Religion and Freemasonry
Freemasonry is a fraternal organization and is not considered to be a religion. The single religious requirement is the belief in a Supreme Being. For this reason Freemasonry has members from all major religions of the world.
There’s a pervasive misconception out there, that Freemasonry is a religion or religious cult. This is partly due to misunderstandings and partly due to Freemasonry being the the shadows for quite some time. It’s understandable why this mistake is made.
Freemasonry is not a religion. Its a brotherhood of Freemasons who come from all religions.
No talk of religion allowed
During Masonic meetings and events, any talk of religion (and politics too) is strictly prohibited. You see, Freemasonry was born in a time when alternate religious views were suppressed. For this reason, Freemasonry has always been open-minded and accepting.
In order to prevent argument between the brethren and to create harmony and solidarity, its been a long held rule that all talk of religion or politics be prohibited. Even today you can see how quickly talking about these subjects can quickly turn into bitter arguments.
Freemasons from all religions
The ideals of enlightenment found in Freemasonry cross religious boundaries, with the only requirement being that you believe in a Supreme Being of your own choice. This has historically has attracted notable figures from all faiths into Freemasonry.
Even today, there will be Freemasons around you who are Catholic, Protestant, Muslim, Jewish, Hindu and Buddhist.
No Religious practices
There are rituals in Freemasonry specific to our organization. These much beloved and guarded rituals are not religious in nature, they are unique to Freemasonry. The only times religion may appear to enter Freemasonry are the following:
- King Solomon is mentioned and features as an important part of our legend and folklore.
- A generic prayer (non-denominational) is given to the Supreme Being at the open and close of Masonic Meetings.
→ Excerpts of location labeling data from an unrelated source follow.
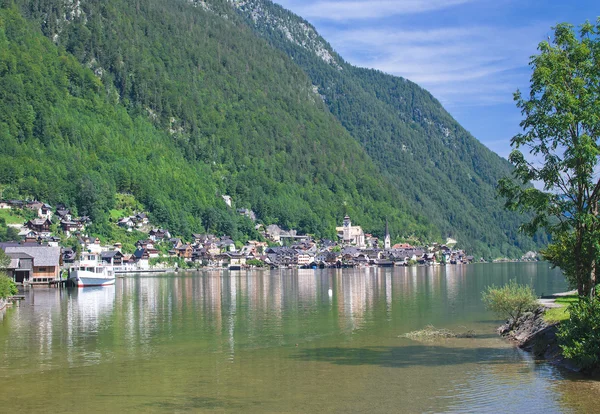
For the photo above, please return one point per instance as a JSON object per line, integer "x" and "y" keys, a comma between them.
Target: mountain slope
{"x": 446, "y": 174}
{"x": 177, "y": 105}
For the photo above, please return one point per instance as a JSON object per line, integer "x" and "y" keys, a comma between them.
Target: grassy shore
{"x": 560, "y": 313}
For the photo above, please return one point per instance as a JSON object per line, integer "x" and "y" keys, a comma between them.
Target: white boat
{"x": 91, "y": 272}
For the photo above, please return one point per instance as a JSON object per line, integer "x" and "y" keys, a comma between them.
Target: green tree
{"x": 510, "y": 301}
{"x": 561, "y": 129}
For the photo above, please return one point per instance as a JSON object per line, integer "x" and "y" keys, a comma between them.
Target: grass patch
{"x": 554, "y": 315}
{"x": 431, "y": 333}
{"x": 115, "y": 214}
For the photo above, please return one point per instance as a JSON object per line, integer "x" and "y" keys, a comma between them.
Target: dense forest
{"x": 179, "y": 102}
{"x": 178, "y": 120}
{"x": 443, "y": 171}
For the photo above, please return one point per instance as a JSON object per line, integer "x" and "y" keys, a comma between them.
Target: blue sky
{"x": 472, "y": 55}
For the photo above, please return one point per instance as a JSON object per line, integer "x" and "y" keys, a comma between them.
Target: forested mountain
{"x": 179, "y": 102}
{"x": 169, "y": 103}
{"x": 442, "y": 170}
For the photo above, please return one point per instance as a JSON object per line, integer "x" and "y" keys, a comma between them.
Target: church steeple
{"x": 387, "y": 242}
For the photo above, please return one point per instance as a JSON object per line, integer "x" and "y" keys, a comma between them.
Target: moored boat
{"x": 90, "y": 272}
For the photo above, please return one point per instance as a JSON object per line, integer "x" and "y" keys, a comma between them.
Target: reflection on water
{"x": 289, "y": 340}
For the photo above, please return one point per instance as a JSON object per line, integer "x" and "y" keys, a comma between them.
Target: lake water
{"x": 279, "y": 341}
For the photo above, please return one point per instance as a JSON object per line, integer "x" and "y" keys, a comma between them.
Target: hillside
{"x": 444, "y": 172}
{"x": 176, "y": 106}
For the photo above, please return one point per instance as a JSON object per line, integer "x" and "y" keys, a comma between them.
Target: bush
{"x": 7, "y": 287}
{"x": 579, "y": 336}
{"x": 510, "y": 301}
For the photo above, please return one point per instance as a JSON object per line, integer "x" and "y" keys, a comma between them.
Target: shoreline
{"x": 533, "y": 334}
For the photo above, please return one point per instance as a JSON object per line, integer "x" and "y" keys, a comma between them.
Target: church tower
{"x": 347, "y": 226}
{"x": 387, "y": 242}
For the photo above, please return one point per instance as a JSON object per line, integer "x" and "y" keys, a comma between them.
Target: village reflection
{"x": 225, "y": 312}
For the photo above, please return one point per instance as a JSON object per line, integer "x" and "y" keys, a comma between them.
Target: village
{"x": 37, "y": 256}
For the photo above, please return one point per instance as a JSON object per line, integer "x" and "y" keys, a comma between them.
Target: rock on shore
{"x": 532, "y": 334}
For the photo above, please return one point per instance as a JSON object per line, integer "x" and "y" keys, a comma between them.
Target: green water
{"x": 279, "y": 341}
- There are some optional branches or offshoots of Freemasonry that require specific religious beliefs, but these are optional. The vast majority of Freemasons aren’t part of these additional branches.
Freemasonry is not a religion but it teaches its members to value learning and experience. It also teaches its members to be tolerant of the beliefs of others and to regard each man as their equal, deserving both their respect and their assistance.
Freemasonry is far from indifferent toward religion. Without interfering in religious practice, it expects each member to follow his own faith and to place his Duty to God above all other duties. Its moral teachings are acceptable to all religions.